Iran Ranks Last in Internet Quality Among Top 100 GDP Countries
The report states that Iran's internet remains slow, unreliable, and heavily restricted. As a result, the country ranks as having the worst internet quality among the top 100 countries by GDP.
“If we exclude conditions during Israel's attack on Iran, there has been no significant change compared to the fourth report. User experience in Iran continues to be characterized as slow, unreliable, and restricted,” the report said. Iran ranked 97th out of 100 countries overall in internet quality.
The rankings were based on latency, restrictions, and speed, using data from Google CRUX, OONI, and Cloudflare Radar respectively. Iran's average performance across these metrics placed it at the bottom of the list.
Lifting Restrictions Could Improve Internet Quality
The report emphasized that sanctions have minimal impact on Iran's poor internet quality. It suggested that lifting filtering policies and addressing disruptions caused by VPN usage could lead to significant improvements.
The report stated: “Users should not accept poor internet service as inevitable. Unlike sanctions-related issues, the root causes of poor internet quality can be addressed through policy changes. Lifting filtering on social networks and functional websites, resolving VPN-related disruptions, and optimizing national resources could enhance digital businesses and rebuild public trust.”
More than 100 technology companies in Iran’s ICT sector echoed these sentiments in a joint statement. Their demands include removing filters from social networks and educational websites, increasing international bandwidth speed, and enabling new protocols like HTTP/6 and IPV6.
Class-Based Access Policies Under Scrutiny
The report criticized the government’s class-based internet access policies, which are described as a cycle of restrictive measures followed by partial access given to certain groups such as journalists, students, or businesses. This approach has led to widespread VPN usage among Iranian citizens.
A survey conducted in June 2025 highlighted this trend:
- 86% of internet users rely on VPNs.
- Instagram remains the most popular foreign social network, used by 63% of Iranians.
- Before 2022, only 62.2% reported using VPNs or proxies.
- Instagram serves as the primary income platform for 60% of social media monetizers.
- 93.8% of Iranian youth under 30 use VPNs regularly.
Starlink Adoption Shows Growth
The report noted a rise in Starlink satellite internet usage since late 2024. It also discussed disruptions to HTTP/3 protocols, which have negatively impacted internet performance. Tests revealed varied interference across Iranian ISPs, while adoption rates for HTTP/3 and IPV6 protocols remain below pre-war levels.
Criticism of Iran Access Policy
The report highlighted issues with Iran Access, a policy that restricts domestic websites from foreign access. Around 80% of Iranian government websites are inaccessible internationally. Despite some domains being removed from restrictions, others were added since the last report.
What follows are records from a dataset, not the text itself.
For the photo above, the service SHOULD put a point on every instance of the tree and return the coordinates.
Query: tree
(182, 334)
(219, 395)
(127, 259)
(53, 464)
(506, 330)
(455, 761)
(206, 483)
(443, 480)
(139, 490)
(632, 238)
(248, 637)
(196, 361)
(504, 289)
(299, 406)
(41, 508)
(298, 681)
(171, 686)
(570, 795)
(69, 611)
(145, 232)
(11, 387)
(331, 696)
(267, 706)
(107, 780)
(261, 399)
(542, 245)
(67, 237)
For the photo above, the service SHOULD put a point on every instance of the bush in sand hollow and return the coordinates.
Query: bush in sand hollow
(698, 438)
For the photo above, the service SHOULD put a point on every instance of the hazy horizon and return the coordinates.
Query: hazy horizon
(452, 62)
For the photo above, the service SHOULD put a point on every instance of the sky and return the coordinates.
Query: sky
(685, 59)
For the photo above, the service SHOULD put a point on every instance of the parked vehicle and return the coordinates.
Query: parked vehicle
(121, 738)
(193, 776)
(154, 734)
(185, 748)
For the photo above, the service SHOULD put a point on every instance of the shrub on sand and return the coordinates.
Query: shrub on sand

The report emphasized that this policy has had no measurable benefits and has created vulnerabilities. A recent hacking incident involving major financial systems within Iran further demonstrated the ineffectiveness of these restrictions.
RTT Analysis Places Iran Among War-Torn Nations
Round Trip Time (RTT) analysis was used to measure user experience based on speed. Data showed that Iran’s average RTT ranked only slightly better than countries like Sudan, Congo, and Ethiopia, many of which are affected by wars or economic instability.
Internal RTT measurements for frequently used Iranian websites in June revealed:
- 23% of websites ranked poor in RTT quality.
- 70% fell under average quality.
- Only 4% ranked good.
By comparison, Turkey displayed better results with only 5% of sites ranked poor and 22% ranked good.
The report concludes that Iran's internet quality remains among the lowest globally despite multiple opportunities for improvement through policy changes.